Taryn muscled through the wall of testosterone and tension, her suitcase doing the heavy lifting against men in long-sleeved shirts, deep suntans, and assorted wide-brimmed hats. ‘Excuse me. Move… I swear, if one more elbow hits this case—’

The crowd reluctantly shifted, like she was a fly interrupting a cattle sale.

A pair of cattle dogs lounged beneath a corner table, tongues lolling, eyes half-lidded like they were unimpressed by the lot of them. One gave a single thump of its tail as she passed, the only welcome she got from all these blokes in boots.

But the tension coming off this lot of hotheads, it was like something was about to snap. And soon.

Behind the bar stood Mean-Rene. Beside her stood Billy, dressed like an old jazz player, his fedora tilted low as he hooked a thumb under his suspenders and hitched them higher on his shoulder.

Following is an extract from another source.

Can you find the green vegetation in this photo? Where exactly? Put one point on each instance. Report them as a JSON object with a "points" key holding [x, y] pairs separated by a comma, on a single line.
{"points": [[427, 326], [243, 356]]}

‘You’ve opened early,’ Taryn said to Billy, dumping her case down with a thud.

Billy nodded. ‘What are you doing back?’

‘I’d like to get another room…’ But did they have any with this many people in town?

Taryn’s eyes swept the front bar again, then locked onto the one person who wasn’t panicking.

Samantha.

The publican, who the locals called God.

Amara said the woman was smarter than she ever let on. Silently standing at the back of the room, casually sipping her coffee like this happened every day of the week.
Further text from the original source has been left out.